Не глядя на Борисову, Егорка повернулся, и через минуту на широкой ладони председателя лежал темный бесформенный кусок, напоминающий не то влажную темную глину, не то сырой навоз.
— Вот, посмотрите. Ты беги, Егорка, играйся. Борисова взяла, разломила, понюхала, подняла глаза на председателя. Она не понимала. Степан ощерил крупные, ровные зубы.
— Враг, говорю.
— Что?
— Враг. Хуже всякого другого, скрытого. Мы его едим, такой хлеб. Конский щавель, прошлогодний гнилой картофель да липовая кора. Не понимаете? Ну, кушаем, берем и кушаем.
Борисова положила липкий ком на скамейку и встала.
Степан Лобов увидел ее жестко сжатый рот и подумал, что она не такая уж безобидная.
— Во время оккупации мы ели кое-что похуже, — сказала она. — Однако мы верили, умирали и боролись. Нужно понимать — вынести такую войну. Только по колхозам наш ущерб составил сто восемьдесят один миллиард рублей, Степан Иванович. Тут сразу не выпрямишься. Тут жалостливыми разговорами не поможешь — идет первый год послевоенной пятилетки. Никто не говорит — тяжело будет. Подождите, оседлаем Острицу, поставим гидростанцию… Такие разговоры в области уже идут. Вы понимаете, что это будет значить для наших колхозов?
— Я понимаю, — ответил председатель. — А старики с ребятишками? Попробуй втолкуй им. А я понимаю, вот понятие, — он хлопнул себя по пустому рукаву. — Только к чему разговор? Хлеба он не прибавит. Говори не говори… — Лобов посмотрел на свою ладонь, пошевелил кургузыми, толстыми пальцами.
У председателя мужицкая логика, железная, против нее трудно возражать.
— Нужно верить, работать, — сказала Борисова, помолчав.

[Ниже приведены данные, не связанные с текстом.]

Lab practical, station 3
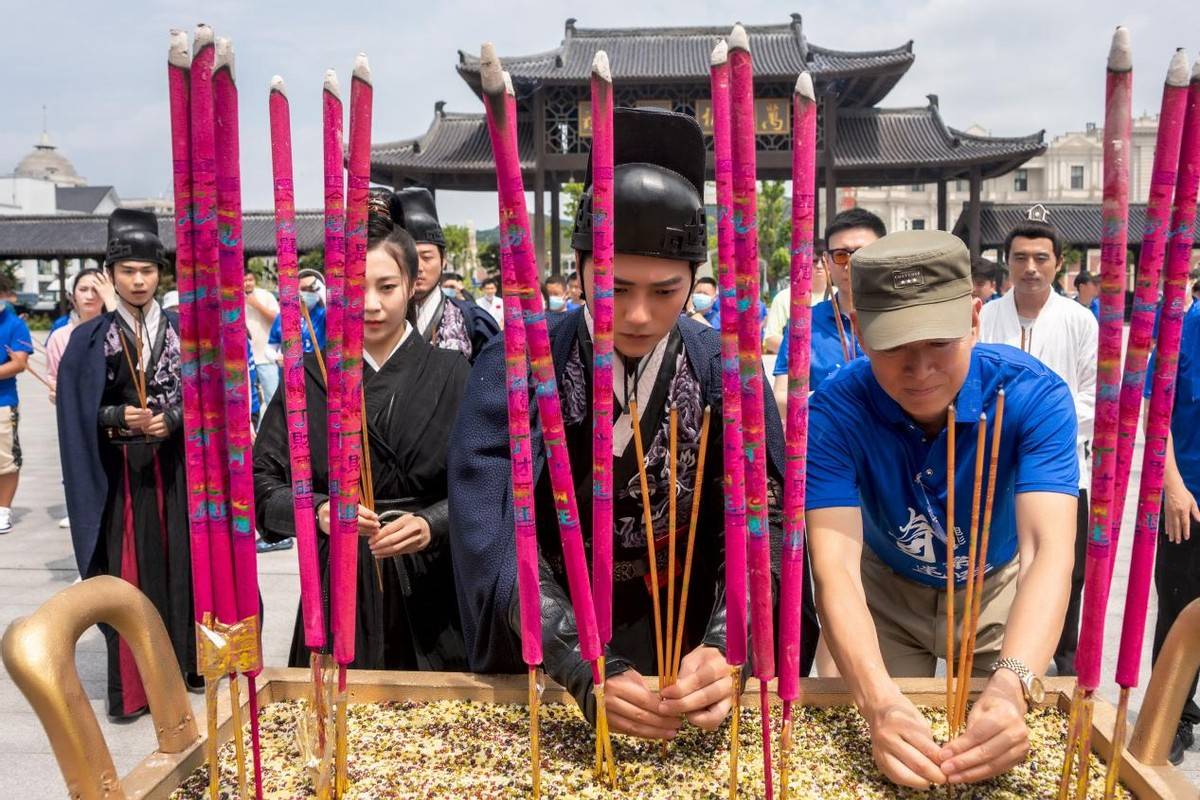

— Работаем. Как еще работать?
— Мне придется, Степан Иванович, доложить в райком о настроениях у вас. Далеко зайти можно. Всем трудно, нужно перетерпеть, потрудиться.
Она неожиданно замолчала, повернулась в сторону и остановилась. Она следила за высоким человеком с неподвижными глазами. Он шел мимо, почти бесшумно ступая, передвигая ноги замедленно и осторожно. Он прошел мимо Борисовой и Степана Лобова, словно их совсем не было. Борисова глядела в медленно удаляющуюся прямую спину. Все выскочило у нее из головы. Ее охватила слабость, захотелось присесть. Она с трудом удержалась, чтобы не побежать за странным человеком и еще раз не заглянуть в его неподвижное лицо.
— Кто это? — спросила она председателя.
— Из Германии вернулся. Племянник моего соседа. Вначале ничего, а потом совсем, вон видите… Ходит целыми днями. Дойдет до конца деревни — назад. Руки-ноги целые, в полном порядке, а голова… — Степан повертел пальцем у лба. — Соображать соображает, разговаривает, на вопросы отвечает, а памяти нет. Ничего не помнит. Новое все сразу забывает. Отшибло, как срезало.